Deactivering van verwarming/koeling
Als er een koelbehoefte is maar geen mogelijkheid tot koeling omdat geen bron (HVAC-regelaar, airconditioningsregelaar) koelvermogen levert, schakelt de ruimteregelaar in volautomatische modus niet meer naar de koelmodus. Als een bron meldt dat koeling mogelijk is, kan de ruimteregelaar ook koelen.

Zonwering
Er zijn twee nieuwe parameters die worden gebruikt om de zonwering te activeren (Temperatuur zonwering verwarming, en Temperatuur zonwering koeling). Hiermee kan de ruimtetemperatuur worden gespecificeerd waarbij de zonweringsuitgang Shd wordt geactiveerd. De huidige modus bepaalt of de temperatuur voor koelen of voor verwarmen wordt gebruikt.

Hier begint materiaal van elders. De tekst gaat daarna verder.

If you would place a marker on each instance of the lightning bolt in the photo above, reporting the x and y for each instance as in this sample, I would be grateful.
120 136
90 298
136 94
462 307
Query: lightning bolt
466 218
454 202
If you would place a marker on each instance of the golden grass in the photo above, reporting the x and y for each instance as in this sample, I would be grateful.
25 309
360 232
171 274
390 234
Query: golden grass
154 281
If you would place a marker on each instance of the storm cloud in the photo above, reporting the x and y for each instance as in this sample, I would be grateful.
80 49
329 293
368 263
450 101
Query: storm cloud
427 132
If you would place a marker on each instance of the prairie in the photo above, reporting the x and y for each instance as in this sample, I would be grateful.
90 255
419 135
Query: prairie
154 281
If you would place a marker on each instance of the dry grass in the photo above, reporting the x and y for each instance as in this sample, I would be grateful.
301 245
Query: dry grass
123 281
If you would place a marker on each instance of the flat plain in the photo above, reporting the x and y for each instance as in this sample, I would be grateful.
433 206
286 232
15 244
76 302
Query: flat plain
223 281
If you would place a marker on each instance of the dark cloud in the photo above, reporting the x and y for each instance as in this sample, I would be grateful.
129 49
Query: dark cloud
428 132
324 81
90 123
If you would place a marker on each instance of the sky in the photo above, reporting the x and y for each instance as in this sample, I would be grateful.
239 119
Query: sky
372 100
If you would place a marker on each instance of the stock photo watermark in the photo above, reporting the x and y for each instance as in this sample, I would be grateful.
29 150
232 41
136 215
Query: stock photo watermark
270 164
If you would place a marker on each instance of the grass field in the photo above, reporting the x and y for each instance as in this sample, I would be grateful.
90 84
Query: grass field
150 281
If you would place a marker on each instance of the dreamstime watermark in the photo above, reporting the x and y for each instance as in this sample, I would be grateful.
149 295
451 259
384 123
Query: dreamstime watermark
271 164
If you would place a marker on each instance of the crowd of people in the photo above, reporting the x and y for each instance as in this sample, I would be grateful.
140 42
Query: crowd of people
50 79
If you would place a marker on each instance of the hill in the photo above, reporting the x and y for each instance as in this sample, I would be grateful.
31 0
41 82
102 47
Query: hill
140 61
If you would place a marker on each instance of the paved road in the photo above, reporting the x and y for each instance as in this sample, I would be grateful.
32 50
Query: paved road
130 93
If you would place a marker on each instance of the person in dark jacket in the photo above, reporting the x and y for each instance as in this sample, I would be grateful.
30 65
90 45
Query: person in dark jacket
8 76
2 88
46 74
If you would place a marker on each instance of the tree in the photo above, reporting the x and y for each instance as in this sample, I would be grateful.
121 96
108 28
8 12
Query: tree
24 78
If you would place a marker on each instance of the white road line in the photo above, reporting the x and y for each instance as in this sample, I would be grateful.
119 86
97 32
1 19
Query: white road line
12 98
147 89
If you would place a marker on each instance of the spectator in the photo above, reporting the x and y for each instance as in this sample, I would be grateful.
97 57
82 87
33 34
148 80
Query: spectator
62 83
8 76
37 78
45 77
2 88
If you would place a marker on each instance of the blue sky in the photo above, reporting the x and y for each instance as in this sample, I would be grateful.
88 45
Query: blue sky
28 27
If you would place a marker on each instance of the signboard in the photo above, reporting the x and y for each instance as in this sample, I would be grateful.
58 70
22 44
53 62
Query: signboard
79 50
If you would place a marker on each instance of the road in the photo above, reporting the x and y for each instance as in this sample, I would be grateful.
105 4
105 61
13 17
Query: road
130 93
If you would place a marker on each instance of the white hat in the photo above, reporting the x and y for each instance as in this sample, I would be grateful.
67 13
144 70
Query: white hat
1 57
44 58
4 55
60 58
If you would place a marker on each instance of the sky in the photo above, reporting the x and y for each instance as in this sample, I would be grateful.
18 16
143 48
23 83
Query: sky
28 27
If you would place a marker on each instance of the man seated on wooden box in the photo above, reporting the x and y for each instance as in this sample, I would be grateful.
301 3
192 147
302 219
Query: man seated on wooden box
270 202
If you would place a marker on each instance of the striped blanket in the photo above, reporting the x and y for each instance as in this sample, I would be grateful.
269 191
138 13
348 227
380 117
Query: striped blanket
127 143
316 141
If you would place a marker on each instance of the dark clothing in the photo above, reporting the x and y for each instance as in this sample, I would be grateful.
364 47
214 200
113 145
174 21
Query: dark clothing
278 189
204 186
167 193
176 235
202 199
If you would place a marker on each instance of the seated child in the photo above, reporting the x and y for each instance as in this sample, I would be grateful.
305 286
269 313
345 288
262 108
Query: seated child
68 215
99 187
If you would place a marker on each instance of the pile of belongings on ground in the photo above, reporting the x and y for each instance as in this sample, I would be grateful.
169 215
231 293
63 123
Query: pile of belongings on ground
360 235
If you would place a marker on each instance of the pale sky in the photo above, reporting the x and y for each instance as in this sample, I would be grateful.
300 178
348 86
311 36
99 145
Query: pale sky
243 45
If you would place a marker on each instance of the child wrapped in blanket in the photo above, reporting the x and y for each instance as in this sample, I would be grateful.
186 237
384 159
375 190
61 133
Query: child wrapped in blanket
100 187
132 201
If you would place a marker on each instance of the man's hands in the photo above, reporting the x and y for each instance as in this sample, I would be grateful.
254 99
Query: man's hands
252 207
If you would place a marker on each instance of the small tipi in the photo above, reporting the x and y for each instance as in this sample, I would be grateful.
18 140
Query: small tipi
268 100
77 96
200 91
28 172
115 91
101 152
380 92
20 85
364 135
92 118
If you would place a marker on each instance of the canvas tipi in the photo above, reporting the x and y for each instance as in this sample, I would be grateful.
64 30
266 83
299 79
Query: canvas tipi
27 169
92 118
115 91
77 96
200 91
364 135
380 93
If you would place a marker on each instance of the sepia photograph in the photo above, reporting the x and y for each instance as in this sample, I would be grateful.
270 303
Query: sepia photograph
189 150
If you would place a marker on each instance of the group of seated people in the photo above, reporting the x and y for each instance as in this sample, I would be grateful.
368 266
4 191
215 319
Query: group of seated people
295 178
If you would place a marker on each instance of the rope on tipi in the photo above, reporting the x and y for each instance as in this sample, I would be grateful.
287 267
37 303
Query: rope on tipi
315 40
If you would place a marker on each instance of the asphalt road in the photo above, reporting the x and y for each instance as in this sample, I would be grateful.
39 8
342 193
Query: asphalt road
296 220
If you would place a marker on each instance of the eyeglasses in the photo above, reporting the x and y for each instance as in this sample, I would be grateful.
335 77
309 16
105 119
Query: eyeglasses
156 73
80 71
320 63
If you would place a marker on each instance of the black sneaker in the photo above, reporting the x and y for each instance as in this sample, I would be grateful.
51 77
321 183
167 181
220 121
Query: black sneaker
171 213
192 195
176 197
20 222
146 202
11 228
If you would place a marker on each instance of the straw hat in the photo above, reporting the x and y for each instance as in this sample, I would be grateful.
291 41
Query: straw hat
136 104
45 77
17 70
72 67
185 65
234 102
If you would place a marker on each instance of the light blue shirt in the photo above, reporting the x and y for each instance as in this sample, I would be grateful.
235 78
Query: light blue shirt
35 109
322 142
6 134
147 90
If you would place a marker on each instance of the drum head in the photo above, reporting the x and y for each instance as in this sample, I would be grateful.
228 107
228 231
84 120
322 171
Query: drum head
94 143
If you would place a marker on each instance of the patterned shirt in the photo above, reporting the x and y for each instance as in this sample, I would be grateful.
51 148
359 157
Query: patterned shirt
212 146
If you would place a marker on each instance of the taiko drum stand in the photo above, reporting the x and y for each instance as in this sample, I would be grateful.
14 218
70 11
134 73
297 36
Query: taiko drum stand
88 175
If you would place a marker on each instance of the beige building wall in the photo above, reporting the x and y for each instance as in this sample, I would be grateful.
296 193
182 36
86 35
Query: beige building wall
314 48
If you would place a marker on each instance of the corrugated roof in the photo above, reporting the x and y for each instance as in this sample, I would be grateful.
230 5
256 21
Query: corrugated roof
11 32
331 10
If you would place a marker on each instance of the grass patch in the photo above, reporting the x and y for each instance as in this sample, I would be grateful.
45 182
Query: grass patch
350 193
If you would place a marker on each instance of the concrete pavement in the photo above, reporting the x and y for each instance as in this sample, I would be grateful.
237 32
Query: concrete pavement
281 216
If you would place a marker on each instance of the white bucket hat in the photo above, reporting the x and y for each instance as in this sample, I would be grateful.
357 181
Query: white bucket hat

De optie "Gebruik zonneschijn" is verwijderd van de ruimteregelaar en verplaatst naar het blok Automatische zonwering. De uitgang Shd van de ruimteregelaar wordt nu geactiveerd ongeacht of er zonneschijn is. Automatische zonwering op de bouwsteen Automatische zonwering via Sps wordt nu alleen geactiveerd als de systeemvariabele zonneschijn ook actief is (mits de optie 'Gebruik zonneschijn' is ingeschakeld).

Activeren van schakelklok-items door aanwezigheid
Het is nu mogelijk om schakelklok-items alleen te laten activeren als er aanwezigheid/beweging in de kamer is. Deze optie kan worden ingeschakeld voor een regel met 'Activering door aanwezigheid'. Schakelklok-items waarvoor deze optie is ingeschakeld, worden geactiveerd via de (P)-ingang van de ruimteregelaar.

Activeren van de comfortmodus door aanwezigheid zonder invoer in klok
Als de kamer zich momenteel in de Eco-modus bevindt en er gedurende 30min aanwezigheid/beweging wordt gedetecteerd, wordt de comfortmodus automatisch ingeschakeld voor de tijd van aanwezigheid/beweging + parameter (Pet).

Benaming
Voor temperatuuringangen en -parameters wordt nu het fysische teken voor temperatuur (ϑ) gebruikt om temperatuur van tijd (T) te onderscheiden. De spaarstand wordt nu Eco-stand genoemd.


Geschiedenis

In de gebruikersinterface kan de geschiedenis van de functiebouwsteen worden weergegeven.
Er kunnen maximaal 100 items worden weergegeven.
Als je de Miniserver opnieuw opstart of opslaat, wordt de geschiedenis gewist.